Abstract
Background
Sitobion miscanthi is an ideal model for studying host plant specificity, parthenogenesis-based phenotypic plasticity, and interactions between insects and other species of various trophic levels, such as viruses, bacteria, plants, and natural enemies. However, the genome information for this species has not yet to be sequenced and published. Here, we analyzed the entire genome of a parthenogenetic female aphid colony using Pacific Biosciences long-read sequencing and Hi-C data to generate chromosome-length scaffolds and a highly contiguous genome assembly.
Results
The final draft genome assembly from 33.88 Gb of raw data was ∼397.90 Mb in size, with a 2.05 Mb contig N50. Nine chromosomes were further assembled based on Hi-C data to a 377.19 Mb final size with a 36.26 Mb scaffold N50. The identified repeat sequences accounted for 26.41% of the genome, and 16,006 protein-coding genes were annotated.
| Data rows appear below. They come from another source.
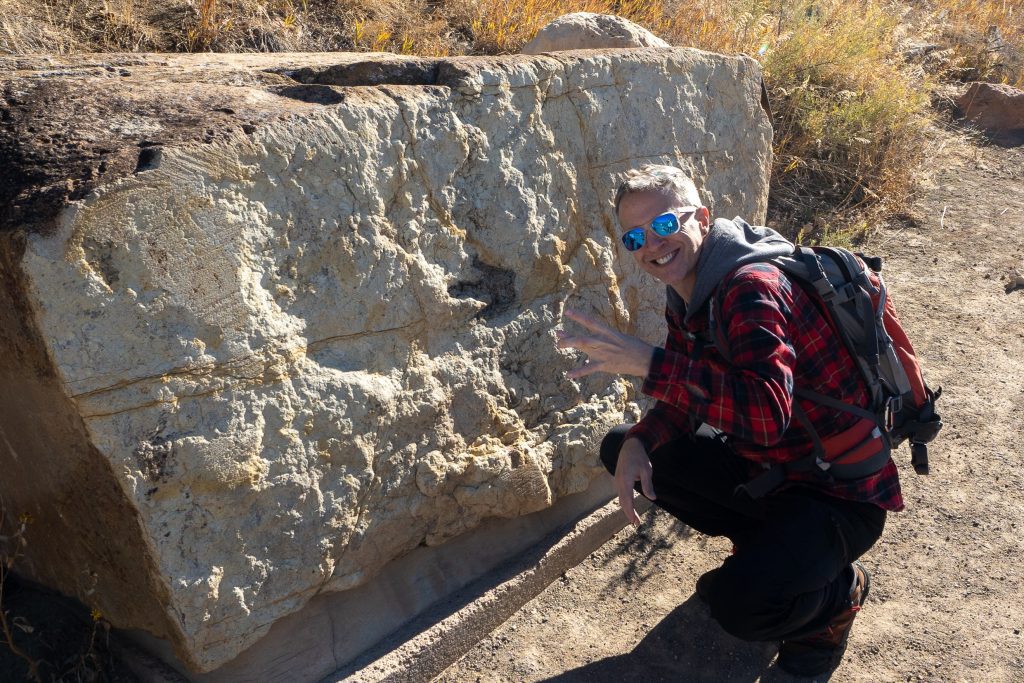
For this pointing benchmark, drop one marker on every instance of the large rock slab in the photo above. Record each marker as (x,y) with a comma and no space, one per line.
(996,109)
(270,322)
(581,31)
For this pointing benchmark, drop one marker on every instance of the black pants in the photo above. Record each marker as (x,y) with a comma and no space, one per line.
(791,572)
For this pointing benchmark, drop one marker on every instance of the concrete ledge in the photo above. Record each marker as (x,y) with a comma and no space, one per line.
(419,614)
(423,656)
According to the phylogenetic analysis, S. miscanthi is closely related to Acyrthosiphon pisum, with S. miscanthi diverging from their common ancestor ∼25.0–44.9 million years ago.
Conclusions
We generated a high-quality draft of the S. miscanthi genome. This genome assembly should help promote research on the lifestyle and feeding specificity of aphids and their interactions with each other and species at other trophic levels. It can serve as a resource for accelerating genome-assisted improvements in insecticide-resistant management and environmentally safe aphid management.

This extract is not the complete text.